BACKGROUND: The pathomechanisms of hypoxemia and treatment strategies for type H and type L acute respiratory distress syndrome (ARDS) in severe acute respiratory syndrome coronavirus 2 (SARS-CoV-2)-induced coronavirus disease 2019 (COVID-19) have not been elucidated. MAIN TEXT SARS-CoV-2 mainly targets the lungs and blood, leading to ARDS, and systemic thrombosis or bleeding. Angiotensin II-induced coagulopathy, SARS-CoV-2-induced hyperfibrin(ogen)olysis, and pulmonary and/or disseminated intravascular coagulation due to immunothrombosis contribute to COVID-19-associated coagulopathy. Type H ARDS is associated with hypoxemia due to diffuse alveolar damage-induced high right-to-left shunts. Immunothrombosis occurs at the site of infection due to innate immune inflammatory and coagulofibrinolytic responses to SARS-CoV-2, resulting in microvascular occlusion with hypoperfusion of the lungs. Lung immunothrombosis in type L ARDS results from neutrophil extracellular traps containing platelets and fibrin in the lung microvasculature, leading to hypoxemia due to impaired blood flow and a high ventilation/perfusion (VA/Q) ratio. COVID-19-associated ARDS is more vascular centric than the other types of ARDS. D-dimer levels have been monitored for the progression of microvascular thrombosis in COVID-19 patients.
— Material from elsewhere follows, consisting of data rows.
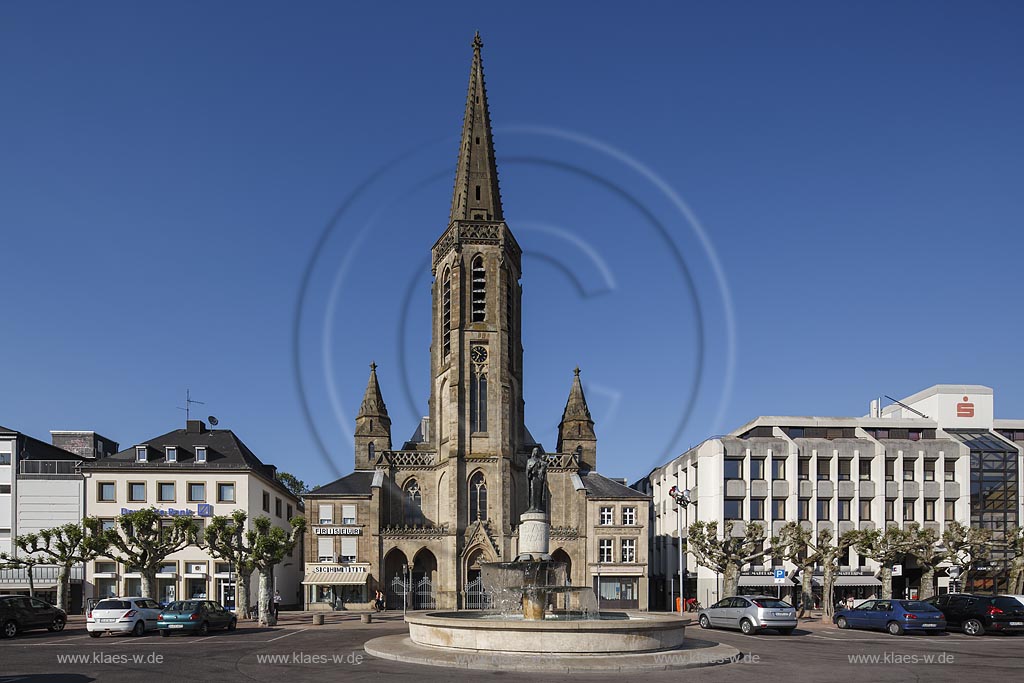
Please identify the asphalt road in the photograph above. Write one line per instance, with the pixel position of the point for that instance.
(304, 652)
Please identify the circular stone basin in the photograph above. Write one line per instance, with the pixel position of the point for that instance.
(614, 632)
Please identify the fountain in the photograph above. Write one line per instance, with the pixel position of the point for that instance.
(525, 619)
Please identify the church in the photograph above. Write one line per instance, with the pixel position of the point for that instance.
(415, 520)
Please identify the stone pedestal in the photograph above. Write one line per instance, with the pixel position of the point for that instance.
(534, 530)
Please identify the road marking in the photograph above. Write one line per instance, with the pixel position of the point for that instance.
(287, 635)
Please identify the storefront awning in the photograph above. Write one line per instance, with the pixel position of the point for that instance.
(335, 578)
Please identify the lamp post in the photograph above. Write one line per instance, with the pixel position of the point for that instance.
(682, 500)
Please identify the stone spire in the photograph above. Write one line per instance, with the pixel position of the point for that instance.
(476, 195)
(576, 431)
(373, 426)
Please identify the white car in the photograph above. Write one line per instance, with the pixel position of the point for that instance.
(134, 615)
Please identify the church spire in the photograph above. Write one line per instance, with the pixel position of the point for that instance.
(576, 431)
(476, 195)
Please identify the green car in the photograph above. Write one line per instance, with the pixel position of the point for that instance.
(198, 616)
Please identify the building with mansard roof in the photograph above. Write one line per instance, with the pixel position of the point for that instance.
(431, 510)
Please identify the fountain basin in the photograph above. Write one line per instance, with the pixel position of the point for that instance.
(613, 633)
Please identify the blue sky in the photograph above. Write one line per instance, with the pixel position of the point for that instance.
(170, 174)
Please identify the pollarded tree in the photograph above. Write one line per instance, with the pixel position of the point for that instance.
(794, 545)
(726, 555)
(886, 548)
(267, 546)
(924, 545)
(142, 542)
(225, 540)
(65, 547)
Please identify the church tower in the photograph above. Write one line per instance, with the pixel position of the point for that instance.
(476, 403)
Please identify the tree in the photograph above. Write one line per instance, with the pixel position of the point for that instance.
(143, 542)
(794, 545)
(225, 539)
(293, 483)
(727, 555)
(886, 548)
(65, 547)
(924, 545)
(27, 562)
(267, 547)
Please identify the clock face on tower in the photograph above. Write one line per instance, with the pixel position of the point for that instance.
(478, 353)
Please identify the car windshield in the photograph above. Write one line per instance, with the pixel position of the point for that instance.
(916, 606)
(772, 603)
(185, 606)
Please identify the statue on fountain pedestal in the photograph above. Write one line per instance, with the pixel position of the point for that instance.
(537, 474)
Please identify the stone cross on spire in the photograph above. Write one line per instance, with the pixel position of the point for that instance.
(476, 195)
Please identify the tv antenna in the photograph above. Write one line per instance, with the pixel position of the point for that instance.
(188, 401)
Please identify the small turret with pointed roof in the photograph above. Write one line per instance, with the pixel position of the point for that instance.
(373, 426)
(476, 196)
(576, 431)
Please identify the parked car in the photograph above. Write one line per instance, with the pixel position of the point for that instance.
(977, 613)
(896, 616)
(750, 613)
(198, 616)
(18, 612)
(131, 614)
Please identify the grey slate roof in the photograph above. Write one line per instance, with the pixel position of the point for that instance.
(601, 486)
(356, 483)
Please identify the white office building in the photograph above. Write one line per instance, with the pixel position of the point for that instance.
(931, 458)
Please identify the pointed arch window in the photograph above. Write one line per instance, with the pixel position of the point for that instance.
(477, 498)
(479, 290)
(413, 504)
(446, 313)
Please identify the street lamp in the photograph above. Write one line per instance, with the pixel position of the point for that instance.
(682, 499)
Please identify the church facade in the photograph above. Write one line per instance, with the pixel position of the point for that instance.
(426, 513)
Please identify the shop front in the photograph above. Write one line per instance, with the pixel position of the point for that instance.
(333, 587)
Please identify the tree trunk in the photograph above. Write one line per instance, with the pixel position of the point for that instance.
(927, 583)
(806, 594)
(64, 588)
(147, 583)
(730, 580)
(887, 582)
(266, 615)
(828, 590)
(243, 580)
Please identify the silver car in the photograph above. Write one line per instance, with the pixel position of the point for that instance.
(750, 613)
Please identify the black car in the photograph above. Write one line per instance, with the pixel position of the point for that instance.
(18, 612)
(977, 613)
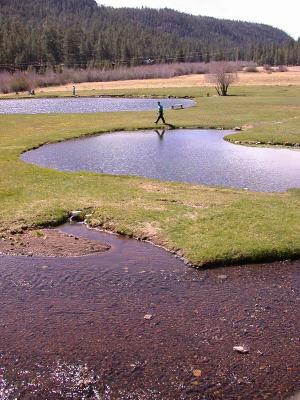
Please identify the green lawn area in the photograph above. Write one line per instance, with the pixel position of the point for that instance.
(206, 225)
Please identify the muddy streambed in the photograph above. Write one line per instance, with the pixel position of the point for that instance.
(135, 323)
(87, 105)
(185, 155)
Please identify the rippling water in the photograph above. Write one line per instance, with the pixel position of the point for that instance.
(85, 105)
(194, 156)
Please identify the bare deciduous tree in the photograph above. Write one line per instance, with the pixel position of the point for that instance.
(222, 75)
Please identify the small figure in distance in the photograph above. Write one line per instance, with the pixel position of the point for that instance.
(160, 134)
(160, 113)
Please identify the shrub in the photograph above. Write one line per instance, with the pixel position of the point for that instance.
(19, 83)
(251, 68)
(267, 68)
(282, 68)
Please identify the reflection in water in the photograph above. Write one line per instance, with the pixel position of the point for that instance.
(190, 155)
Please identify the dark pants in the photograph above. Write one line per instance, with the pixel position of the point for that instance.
(160, 116)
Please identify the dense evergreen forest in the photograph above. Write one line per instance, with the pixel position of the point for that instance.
(80, 34)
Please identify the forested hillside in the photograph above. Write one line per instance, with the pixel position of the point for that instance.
(79, 33)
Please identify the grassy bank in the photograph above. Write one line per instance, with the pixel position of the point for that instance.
(206, 225)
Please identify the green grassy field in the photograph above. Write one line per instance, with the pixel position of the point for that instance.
(206, 225)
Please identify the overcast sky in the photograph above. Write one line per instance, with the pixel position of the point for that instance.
(283, 14)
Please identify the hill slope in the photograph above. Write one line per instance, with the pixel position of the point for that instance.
(81, 33)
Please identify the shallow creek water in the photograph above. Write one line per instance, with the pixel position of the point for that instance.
(75, 328)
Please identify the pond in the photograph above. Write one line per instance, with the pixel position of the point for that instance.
(86, 105)
(186, 155)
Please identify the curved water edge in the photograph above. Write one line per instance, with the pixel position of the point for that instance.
(81, 105)
(187, 155)
(115, 311)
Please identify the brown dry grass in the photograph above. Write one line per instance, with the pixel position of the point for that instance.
(292, 77)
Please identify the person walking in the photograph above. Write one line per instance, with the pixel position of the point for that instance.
(160, 113)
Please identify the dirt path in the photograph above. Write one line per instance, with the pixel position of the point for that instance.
(136, 323)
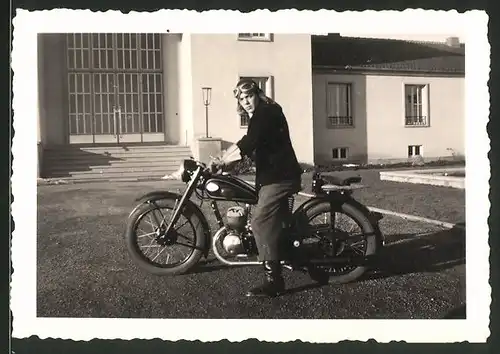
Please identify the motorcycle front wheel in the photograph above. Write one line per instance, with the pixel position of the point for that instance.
(147, 225)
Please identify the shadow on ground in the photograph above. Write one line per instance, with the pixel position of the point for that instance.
(431, 252)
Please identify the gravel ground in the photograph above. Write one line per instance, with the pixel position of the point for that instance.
(84, 270)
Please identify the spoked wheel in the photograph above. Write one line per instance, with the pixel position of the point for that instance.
(343, 238)
(159, 252)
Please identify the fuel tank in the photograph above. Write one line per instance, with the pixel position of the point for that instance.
(231, 188)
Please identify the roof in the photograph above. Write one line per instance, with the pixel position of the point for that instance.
(390, 55)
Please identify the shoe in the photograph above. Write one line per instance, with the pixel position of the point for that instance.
(274, 284)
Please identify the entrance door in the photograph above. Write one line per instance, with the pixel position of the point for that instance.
(115, 88)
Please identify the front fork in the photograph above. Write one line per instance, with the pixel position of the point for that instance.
(187, 194)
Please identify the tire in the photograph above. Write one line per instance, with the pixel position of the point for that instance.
(162, 270)
(372, 243)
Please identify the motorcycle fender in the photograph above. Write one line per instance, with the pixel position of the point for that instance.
(159, 195)
(339, 199)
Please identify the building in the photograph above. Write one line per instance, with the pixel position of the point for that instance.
(101, 94)
(113, 104)
(384, 101)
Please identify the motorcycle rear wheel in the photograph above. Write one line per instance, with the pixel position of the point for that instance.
(150, 266)
(317, 273)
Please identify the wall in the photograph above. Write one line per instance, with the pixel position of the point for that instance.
(52, 95)
(219, 59)
(172, 69)
(388, 138)
(354, 138)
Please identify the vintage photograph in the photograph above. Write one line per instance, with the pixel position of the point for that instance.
(197, 175)
(341, 125)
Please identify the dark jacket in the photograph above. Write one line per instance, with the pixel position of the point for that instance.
(268, 143)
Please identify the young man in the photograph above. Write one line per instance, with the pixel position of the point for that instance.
(278, 175)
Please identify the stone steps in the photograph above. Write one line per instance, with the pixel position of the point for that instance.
(112, 162)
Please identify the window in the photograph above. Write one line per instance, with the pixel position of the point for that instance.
(254, 36)
(340, 153)
(338, 105)
(414, 150)
(265, 84)
(109, 72)
(416, 106)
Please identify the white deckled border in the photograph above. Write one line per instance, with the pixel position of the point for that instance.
(471, 25)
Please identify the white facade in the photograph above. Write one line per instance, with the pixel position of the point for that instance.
(134, 89)
(391, 117)
(122, 88)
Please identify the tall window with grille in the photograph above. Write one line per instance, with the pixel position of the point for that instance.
(416, 105)
(339, 105)
(115, 87)
(265, 84)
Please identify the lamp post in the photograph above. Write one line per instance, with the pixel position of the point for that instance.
(207, 96)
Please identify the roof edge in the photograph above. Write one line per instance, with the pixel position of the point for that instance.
(382, 71)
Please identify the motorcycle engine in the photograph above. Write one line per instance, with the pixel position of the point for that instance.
(236, 221)
(236, 218)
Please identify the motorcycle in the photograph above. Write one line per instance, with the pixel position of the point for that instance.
(322, 251)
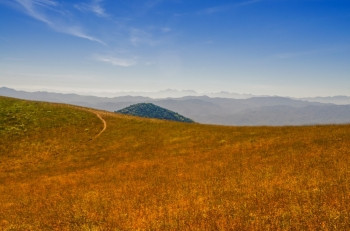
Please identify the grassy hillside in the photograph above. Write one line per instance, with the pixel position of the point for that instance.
(149, 110)
(148, 174)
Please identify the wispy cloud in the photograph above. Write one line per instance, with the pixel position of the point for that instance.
(142, 37)
(115, 61)
(37, 9)
(93, 6)
(296, 54)
(221, 8)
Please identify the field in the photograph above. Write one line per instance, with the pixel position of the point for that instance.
(147, 174)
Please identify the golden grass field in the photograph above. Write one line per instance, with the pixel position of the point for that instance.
(144, 174)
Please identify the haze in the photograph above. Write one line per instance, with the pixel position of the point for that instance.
(262, 47)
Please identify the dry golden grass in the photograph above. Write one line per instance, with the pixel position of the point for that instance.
(143, 174)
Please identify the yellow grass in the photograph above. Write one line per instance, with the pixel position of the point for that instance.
(143, 174)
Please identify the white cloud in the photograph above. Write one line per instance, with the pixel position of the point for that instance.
(94, 6)
(36, 9)
(221, 8)
(115, 61)
(142, 37)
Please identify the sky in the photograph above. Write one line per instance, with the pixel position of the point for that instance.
(298, 48)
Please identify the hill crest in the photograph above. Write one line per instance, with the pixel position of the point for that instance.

Early anticoagulation therapy in critical patients with high D-dimer levels may improve prognosis, including the prevention and/or alleviation of ARDS. CONCLUSIONS: Right-to-left shunts and high VA/Q ratios caused by lung microvascular thrombosis contribute to hypoxemia in type H and L ARDS, respectively. D-dimer monitoring-based anticoagulation therapy may prevent the progression to and/or worsening of ARDS in COVID-19 patients.